Wenn wir uns etwas vornehmen oder aktiv in unserem Leben verändern wollen, formulieren wir dies oft als Wunsch, wie die berüchtigten Vorsätze zu Silvester. Viel zu oft bleibt es jedoch bei den Wünschen oder Vorsätzen, da diese zu unspezifisch sind, wie: „im nächsten Jahr sportlicher zu werden“ oder „gesünder zu leben“, um sie auch wirklich umzusetzen.

Besser sieht es mit Zielen aus, die, wenn wir sie auch noch realistisch und smart formulieren, leichter zu erreichen sind: „Um im Herbst für den Wanderurlaub fit zu sein, gehe ich die nächsten sechs Monate dienstags und donnerstags für 40 Minuten laufen.“ Trotzdem sind solche Ziele meist zeitlich beschränkt und nur mit konzentrierter Willenskraft erreichbar, die immer wieder neu aufgebracht werden muss.

Warum also nicht gleich langfristige Lösungen anstreben, die uns auch noch von unseren ständigen inneren Entscheidungskämpfen befreien – über Routinen bzw. Gewohnheiten. Wenn wir unsere Ziele nicht erreichen, liegt es oftmals nicht daran, dass wir uns nicht genügend bemühen. Es liegt vielmehr an fehlenden Routinen. Das bedeutet, wenn wir etwas dauerhaft in unserem Leben verändern möchten, müssen wir unser Ziel in eine Gewohnheit umwandeln.

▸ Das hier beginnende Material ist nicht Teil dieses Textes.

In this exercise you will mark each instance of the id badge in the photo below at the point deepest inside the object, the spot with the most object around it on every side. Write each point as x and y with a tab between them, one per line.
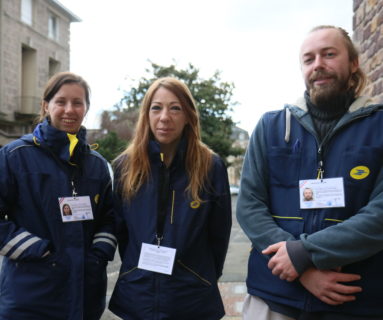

Was macht Gewohnheiten überhaupt aus?

Gewohnheiten steuern uns unauffällig durch den Tag. Um die 50 % unseres täglichen Handelns erledigen wir automatisch, d. h., ohne weiteres Nachdenken oder in Frage zu stellen. Von morgentlichen Abläufen, über unser Ess- und Freizeitverhalten, feste Wege wie zur Arbeit oder nach Hause, was wir vor dem Schlafengehen machen, wie wir mit anderen Menschen umgehen oder unser Handy nutzen. All das ist geprägt von unseren Gewohnheiten. Es sind Verhaltensweisen, die wir regelmäßig in einem gleichen Zusammenhang automatisiert haben. Oft entstehen Gewohnheiten aufgrund von Entscheidungen, die wir einmal bewusst getroffen und dann durch Wiederholungen verinnerlicht und routiniert haben.

In wissenschaftlichen Experimenten mit Tieren wurde festgestellt, dass bei routinierten Abläufen Areale im Gehirn, die für komplexe Denkprozesse und Entscheidungen zuständig sind, aufhörten zu arbeiten. Aktiv blieben dagegen Regionen tiefer im Inneren des Gehirns, die für die schnelle und koordinierte Regulation von Abläufen automatisierter Bewegungen zuständig sind. Dort werden gewohnte Muster aktiviert, während der Rest des Gehirns ruht. Durch Gewohnheiten wird unser Gehirn also entlastet und vor Überforderung geschützt. Somit haben wir bei routinierten Abläufen, wie Kaffee machen oder Zähne putzen, den Kopf frei, um über andere Dinge nachzudenken. Sie sind so tief in unserem Gehirn verankert, dass wir selbst in Gefahren- und Stresssituationen auf diese Abläufe zurückgreifen können.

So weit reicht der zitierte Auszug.